The first weddings we often attend are those of older relatives when we are ourselves just kids.

Those 20-something cousins or perhaps even siblings seem so grown up,and well old, when they walk down the aisle. And we sit and watch in our new scratchy clothes a little bored and yet entranced with what even then we realized was a big deal. My first time as a wedding guest was a sweet scene in the brides living room. The room was dressed in white flowers on the mantle and the stairway bannister. And when the bride entered the room down those stairs, in a 60’s style white min-dress to marry a young uncle, I thought it was just perfect. The dress, the flowers the room crowded with family. Sandwiches and punch were served afterward.

A few years later at another family wedding I experienced my first church wedding with  a reception afterward with a BAND! Wow! Party! Dancing! In a new dress and wearing my first heels and nylons, I felt very mature dancing with 2nd and third cousins I had only just met.

Living in a small rural community  I attended several weddings  of older friends who married at what now seems an almost shockingly young age. Brides and grooms just 18 or 19 taking the step right out of high school. At this point for me my wedding attendance really multiplied as I made extra money for college singing or playing for wedding ceremonies. I developed a reputation as one not only able
to sing the wedding songs brides favored but I was also generally helpful and unusually adept at defusing little wedding disasters.  Especially calming down young flower girls and ring bearers who had locked themselves into bathrooms and such.

College graduations came and with them more weddings to attend. This was the first big wave of my peers and close friends tying the knot. Those days were filled with visions of pastel dresses and caravans of friends on the wedding tour.  Definitely, one of the most fun rites of passage.

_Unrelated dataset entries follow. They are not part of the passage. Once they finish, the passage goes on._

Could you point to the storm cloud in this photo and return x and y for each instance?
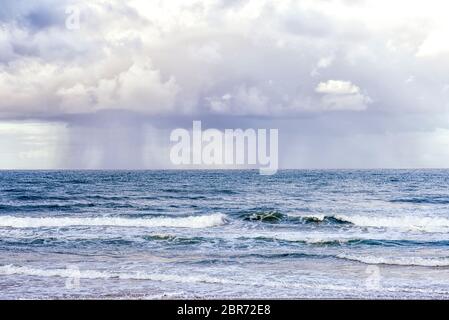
(348, 83)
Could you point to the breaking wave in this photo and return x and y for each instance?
(185, 222)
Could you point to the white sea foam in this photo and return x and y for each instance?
(428, 224)
(400, 261)
(409, 223)
(94, 274)
(185, 222)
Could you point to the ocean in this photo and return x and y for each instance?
(224, 234)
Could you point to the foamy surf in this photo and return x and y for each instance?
(408, 223)
(94, 274)
(205, 221)
(399, 261)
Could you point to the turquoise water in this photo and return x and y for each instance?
(224, 234)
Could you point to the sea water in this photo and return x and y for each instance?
(224, 234)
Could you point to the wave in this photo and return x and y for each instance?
(427, 224)
(399, 261)
(185, 222)
(409, 223)
(75, 273)
(423, 200)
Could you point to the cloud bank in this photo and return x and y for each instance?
(326, 72)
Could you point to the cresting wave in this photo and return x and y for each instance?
(409, 223)
(399, 261)
(94, 274)
(185, 222)
(71, 273)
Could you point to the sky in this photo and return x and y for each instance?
(101, 84)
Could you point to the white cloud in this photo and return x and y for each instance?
(337, 87)
(342, 95)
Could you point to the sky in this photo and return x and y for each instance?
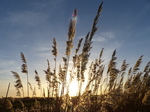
(29, 26)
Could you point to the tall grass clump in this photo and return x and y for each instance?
(101, 87)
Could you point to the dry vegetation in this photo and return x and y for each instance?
(105, 91)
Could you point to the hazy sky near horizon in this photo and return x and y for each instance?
(29, 26)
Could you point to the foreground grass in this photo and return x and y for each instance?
(105, 91)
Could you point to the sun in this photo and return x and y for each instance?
(73, 88)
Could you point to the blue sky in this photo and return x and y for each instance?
(29, 26)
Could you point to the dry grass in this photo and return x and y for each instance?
(104, 92)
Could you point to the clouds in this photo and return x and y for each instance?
(26, 18)
(104, 37)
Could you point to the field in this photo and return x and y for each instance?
(108, 89)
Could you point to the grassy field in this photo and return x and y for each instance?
(104, 92)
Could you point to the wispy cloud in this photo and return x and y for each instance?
(4, 63)
(104, 36)
(29, 18)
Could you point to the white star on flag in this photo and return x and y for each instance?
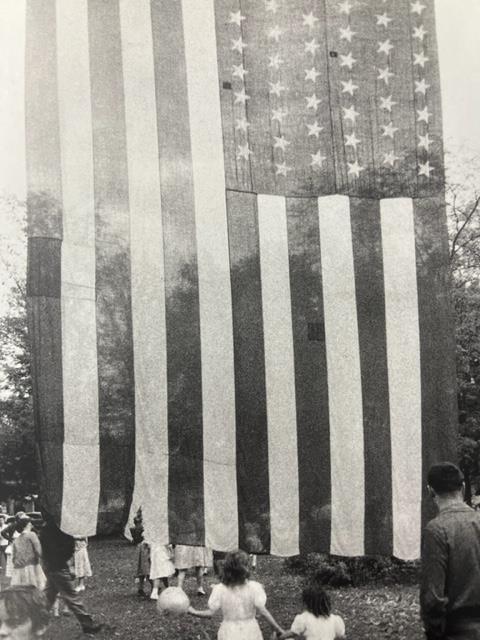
(420, 59)
(390, 158)
(389, 130)
(312, 102)
(387, 103)
(279, 114)
(352, 140)
(424, 169)
(421, 87)
(309, 20)
(350, 113)
(419, 32)
(241, 124)
(385, 75)
(417, 7)
(275, 33)
(282, 169)
(349, 87)
(423, 115)
(244, 151)
(383, 20)
(314, 129)
(241, 97)
(312, 46)
(384, 47)
(236, 18)
(311, 74)
(276, 88)
(347, 34)
(280, 143)
(347, 61)
(424, 141)
(238, 45)
(239, 71)
(345, 7)
(271, 5)
(354, 169)
(275, 61)
(317, 159)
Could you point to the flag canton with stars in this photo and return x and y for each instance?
(323, 97)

And then I myself was married and working and being a grown up when the next wedding stage occurred.  I was invited to the wedding of the daughter of a co- worker.  So now I became one of
“those” guests. One the bride or groom would not recognize in a lineup. When I realized my role, I truly felt like a grow up. ( and couldn’t help wondering if at the family meeting to put the guest list together had the bridal couple said.  “Who’s she? And do we have to invite her?”

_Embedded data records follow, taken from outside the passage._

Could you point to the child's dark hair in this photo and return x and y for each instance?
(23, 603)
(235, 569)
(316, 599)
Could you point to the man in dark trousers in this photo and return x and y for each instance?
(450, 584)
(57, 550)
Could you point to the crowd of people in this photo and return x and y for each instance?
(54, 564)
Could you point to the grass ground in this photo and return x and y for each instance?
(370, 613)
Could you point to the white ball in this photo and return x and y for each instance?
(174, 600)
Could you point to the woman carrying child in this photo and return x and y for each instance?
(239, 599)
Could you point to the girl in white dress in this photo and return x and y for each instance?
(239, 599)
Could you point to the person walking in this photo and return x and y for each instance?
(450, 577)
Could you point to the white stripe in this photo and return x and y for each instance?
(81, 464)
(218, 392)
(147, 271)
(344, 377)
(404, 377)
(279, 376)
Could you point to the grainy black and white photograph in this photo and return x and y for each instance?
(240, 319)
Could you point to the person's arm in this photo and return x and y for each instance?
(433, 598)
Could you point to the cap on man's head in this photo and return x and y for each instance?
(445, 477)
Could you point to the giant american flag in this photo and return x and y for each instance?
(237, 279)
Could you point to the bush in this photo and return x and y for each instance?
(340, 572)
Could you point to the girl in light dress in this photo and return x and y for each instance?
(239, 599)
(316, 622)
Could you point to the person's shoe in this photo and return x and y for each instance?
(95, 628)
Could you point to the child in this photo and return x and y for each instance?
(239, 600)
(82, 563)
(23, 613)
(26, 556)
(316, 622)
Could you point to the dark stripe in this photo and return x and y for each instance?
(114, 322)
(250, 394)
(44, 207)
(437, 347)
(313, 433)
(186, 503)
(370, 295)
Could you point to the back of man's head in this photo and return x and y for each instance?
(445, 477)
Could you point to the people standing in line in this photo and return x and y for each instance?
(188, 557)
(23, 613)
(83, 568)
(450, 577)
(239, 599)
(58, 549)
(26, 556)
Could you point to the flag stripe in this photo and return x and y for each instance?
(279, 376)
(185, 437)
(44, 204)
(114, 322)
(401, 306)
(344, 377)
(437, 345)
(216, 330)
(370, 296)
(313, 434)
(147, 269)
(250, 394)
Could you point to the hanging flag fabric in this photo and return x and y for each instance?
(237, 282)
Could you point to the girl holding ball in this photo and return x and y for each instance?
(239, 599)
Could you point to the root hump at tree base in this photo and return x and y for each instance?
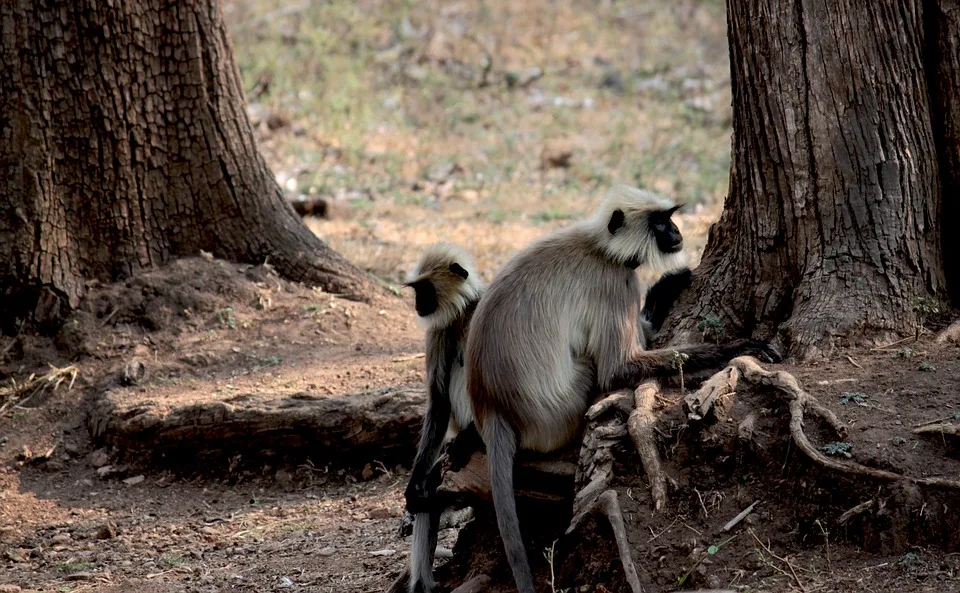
(716, 394)
(616, 549)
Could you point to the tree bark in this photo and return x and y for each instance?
(124, 142)
(943, 70)
(830, 232)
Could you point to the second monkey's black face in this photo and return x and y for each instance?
(669, 239)
(443, 283)
(426, 297)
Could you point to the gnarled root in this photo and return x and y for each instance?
(716, 394)
(608, 504)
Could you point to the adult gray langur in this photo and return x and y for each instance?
(561, 319)
(447, 291)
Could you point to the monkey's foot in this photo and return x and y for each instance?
(406, 525)
(640, 425)
(716, 396)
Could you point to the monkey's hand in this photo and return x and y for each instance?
(758, 348)
(419, 496)
(406, 525)
(421, 493)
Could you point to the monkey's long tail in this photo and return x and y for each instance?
(422, 549)
(501, 442)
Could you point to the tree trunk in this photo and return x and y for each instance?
(830, 232)
(943, 71)
(124, 143)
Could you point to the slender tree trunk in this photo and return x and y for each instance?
(124, 143)
(943, 72)
(830, 232)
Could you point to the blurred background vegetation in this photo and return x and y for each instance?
(486, 123)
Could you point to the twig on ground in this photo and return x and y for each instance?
(665, 529)
(475, 585)
(740, 517)
(891, 344)
(935, 421)
(860, 508)
(793, 572)
(945, 428)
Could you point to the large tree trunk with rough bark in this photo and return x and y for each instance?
(124, 143)
(845, 153)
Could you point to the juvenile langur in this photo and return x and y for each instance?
(447, 291)
(562, 318)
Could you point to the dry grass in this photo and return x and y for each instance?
(425, 121)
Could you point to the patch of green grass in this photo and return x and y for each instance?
(905, 353)
(73, 567)
(712, 328)
(908, 559)
(853, 397)
(171, 560)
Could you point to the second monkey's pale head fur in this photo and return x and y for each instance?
(624, 226)
(446, 282)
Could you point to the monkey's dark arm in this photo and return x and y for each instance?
(665, 363)
(663, 294)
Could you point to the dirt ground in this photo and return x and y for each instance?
(312, 527)
(488, 124)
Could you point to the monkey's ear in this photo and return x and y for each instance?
(616, 221)
(459, 271)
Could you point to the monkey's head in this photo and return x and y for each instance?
(445, 282)
(635, 228)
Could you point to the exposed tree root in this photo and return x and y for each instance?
(715, 396)
(608, 504)
(640, 425)
(595, 467)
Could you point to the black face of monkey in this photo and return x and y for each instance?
(427, 302)
(428, 293)
(669, 239)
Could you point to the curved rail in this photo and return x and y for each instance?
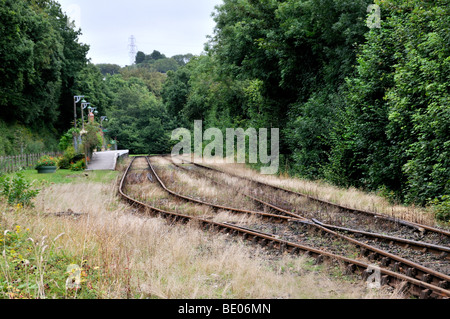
(441, 251)
(419, 227)
(397, 263)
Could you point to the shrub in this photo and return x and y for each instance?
(17, 190)
(78, 166)
(69, 157)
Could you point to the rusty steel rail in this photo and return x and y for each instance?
(410, 285)
(267, 216)
(442, 251)
(420, 227)
(386, 259)
(264, 203)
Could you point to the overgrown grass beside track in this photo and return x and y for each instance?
(79, 220)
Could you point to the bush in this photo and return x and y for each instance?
(441, 208)
(17, 190)
(69, 157)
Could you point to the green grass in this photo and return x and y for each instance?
(62, 176)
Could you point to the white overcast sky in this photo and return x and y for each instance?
(169, 26)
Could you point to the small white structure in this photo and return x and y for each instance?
(106, 161)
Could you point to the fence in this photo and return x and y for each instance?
(10, 164)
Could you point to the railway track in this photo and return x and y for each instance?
(417, 227)
(431, 284)
(441, 252)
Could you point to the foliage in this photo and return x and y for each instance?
(46, 160)
(441, 208)
(70, 156)
(17, 190)
(137, 118)
(78, 166)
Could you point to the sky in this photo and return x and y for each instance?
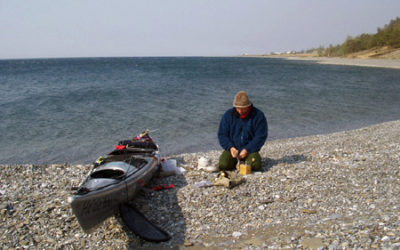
(128, 28)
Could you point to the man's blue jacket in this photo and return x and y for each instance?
(249, 133)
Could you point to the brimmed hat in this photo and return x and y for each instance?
(241, 100)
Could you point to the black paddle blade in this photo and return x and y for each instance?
(136, 222)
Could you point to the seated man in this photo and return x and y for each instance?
(242, 132)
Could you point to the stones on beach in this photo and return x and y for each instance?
(335, 191)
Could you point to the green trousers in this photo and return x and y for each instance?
(227, 162)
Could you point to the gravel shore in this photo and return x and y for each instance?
(334, 191)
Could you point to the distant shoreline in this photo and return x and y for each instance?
(380, 63)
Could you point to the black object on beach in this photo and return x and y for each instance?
(142, 227)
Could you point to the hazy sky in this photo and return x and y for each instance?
(95, 28)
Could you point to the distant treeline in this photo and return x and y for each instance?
(389, 36)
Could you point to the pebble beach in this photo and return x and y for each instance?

The years pass, a wedding here or there, late nuptials,a much younger cousin or sometimes a second marriage. The parties are fewer and further between.

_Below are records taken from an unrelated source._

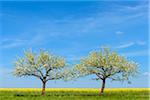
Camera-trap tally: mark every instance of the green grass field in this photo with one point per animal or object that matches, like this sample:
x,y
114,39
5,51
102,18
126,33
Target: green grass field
x,y
74,94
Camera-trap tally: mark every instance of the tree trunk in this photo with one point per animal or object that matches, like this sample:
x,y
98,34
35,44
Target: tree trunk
x,y
103,86
43,88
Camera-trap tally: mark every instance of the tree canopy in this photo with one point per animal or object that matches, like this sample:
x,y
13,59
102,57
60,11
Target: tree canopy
x,y
106,64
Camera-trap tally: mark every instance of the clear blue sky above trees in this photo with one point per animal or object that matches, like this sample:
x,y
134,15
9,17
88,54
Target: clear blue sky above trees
x,y
72,30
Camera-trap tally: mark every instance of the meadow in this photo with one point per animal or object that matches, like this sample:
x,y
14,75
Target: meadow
x,y
74,94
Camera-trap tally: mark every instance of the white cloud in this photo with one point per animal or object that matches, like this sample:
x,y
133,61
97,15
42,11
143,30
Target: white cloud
x,y
137,53
119,33
125,45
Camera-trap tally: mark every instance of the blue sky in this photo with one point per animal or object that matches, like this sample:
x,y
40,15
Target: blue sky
x,y
72,30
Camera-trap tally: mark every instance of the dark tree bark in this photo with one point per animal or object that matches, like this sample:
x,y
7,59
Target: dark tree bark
x,y
43,88
103,87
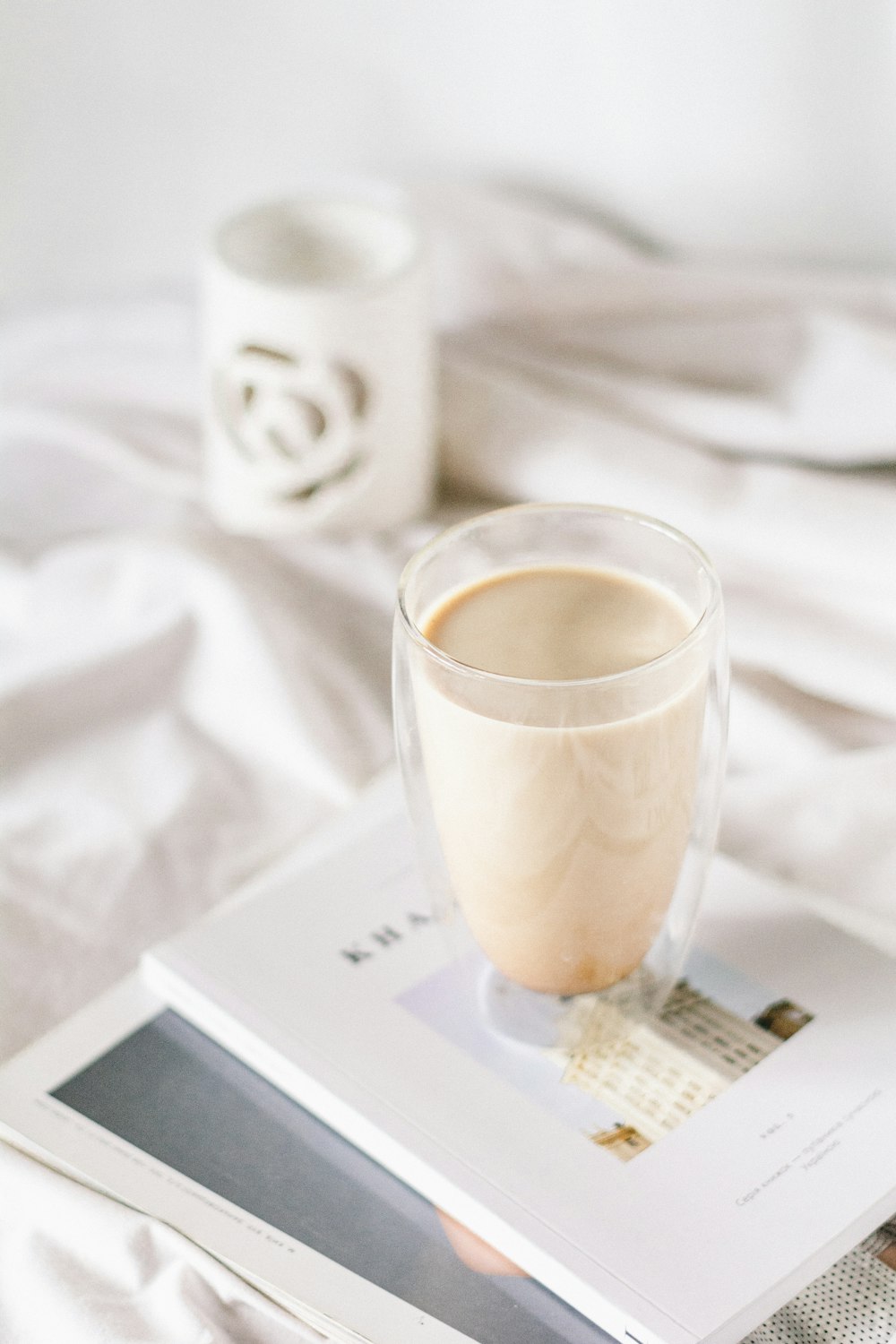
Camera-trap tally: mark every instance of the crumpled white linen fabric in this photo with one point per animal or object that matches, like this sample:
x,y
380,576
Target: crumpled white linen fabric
x,y
177,707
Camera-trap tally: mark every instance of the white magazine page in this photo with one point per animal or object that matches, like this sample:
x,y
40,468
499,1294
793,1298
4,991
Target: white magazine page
x,y
333,983
134,1101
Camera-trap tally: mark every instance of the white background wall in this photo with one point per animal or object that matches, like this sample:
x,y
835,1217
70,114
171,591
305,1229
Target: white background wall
x,y
762,128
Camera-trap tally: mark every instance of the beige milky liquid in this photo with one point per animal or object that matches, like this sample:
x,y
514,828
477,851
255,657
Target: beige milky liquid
x,y
563,814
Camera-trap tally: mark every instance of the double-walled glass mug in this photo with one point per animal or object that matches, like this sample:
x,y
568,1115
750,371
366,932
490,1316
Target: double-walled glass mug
x,y
560,709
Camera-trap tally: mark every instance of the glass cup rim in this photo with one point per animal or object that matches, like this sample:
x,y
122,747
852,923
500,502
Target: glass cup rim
x,y
455,530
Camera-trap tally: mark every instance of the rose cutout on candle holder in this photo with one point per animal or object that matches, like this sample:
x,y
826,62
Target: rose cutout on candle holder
x,y
296,419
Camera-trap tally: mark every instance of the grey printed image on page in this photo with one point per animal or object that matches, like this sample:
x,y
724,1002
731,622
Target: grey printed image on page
x,y
179,1097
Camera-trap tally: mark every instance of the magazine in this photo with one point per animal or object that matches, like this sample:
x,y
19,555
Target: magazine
x,y
134,1101
675,1183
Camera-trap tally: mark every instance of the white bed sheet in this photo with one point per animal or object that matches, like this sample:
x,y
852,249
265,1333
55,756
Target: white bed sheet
x,y
177,707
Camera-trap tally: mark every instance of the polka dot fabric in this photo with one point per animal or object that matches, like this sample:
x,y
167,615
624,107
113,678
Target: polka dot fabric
x,y
855,1303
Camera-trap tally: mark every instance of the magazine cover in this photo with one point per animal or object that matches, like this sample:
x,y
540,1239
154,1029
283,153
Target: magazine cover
x,y
675,1183
136,1101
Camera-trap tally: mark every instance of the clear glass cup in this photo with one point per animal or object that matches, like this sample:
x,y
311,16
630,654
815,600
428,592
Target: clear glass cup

Which brings me back to that comment on the dance floor.  It did seem like just a moment ago I watched the bride’s mother walk down the aisle. And I can’t help but  think of all that has rushed by in these 30 odd years.  The children of the brides and grooms of my past are inviting me to their weddings. They are the children in the pictures of my son’s first birthday. The dressed up cherubs at my daughter’s christening. The groom in the elegant New York skyline backed wedding is my godson, whose mother only allowed her mother and I to baby sit him. I remain dry eyed and smiling through the beautiful ceremony and dinner. Until he dances with his mother and my eyes unexpectedly fill. Where did the time go?

Yes, we danced at each other’s weddings.  I never knew that a wedding would be such a marker for not only the couple marrying,  but for all the guests as well.

Weddings really do join people together, and not just bride and groom or two families. I am connected, and so are you, to all those couples trading I dos, whom we have witnessed. I have gone from a little girl big eyed at the beautiful bride, to bridesmaid, to bride, to anonymous guest, to honored to be there guest. I may not be up front singing the “Wedding Song”  but back here in the pew near the aisle,  I’m enjoying the day and the flowers and the wedding. Taking it all in with gratitude and love. I’m just say’n.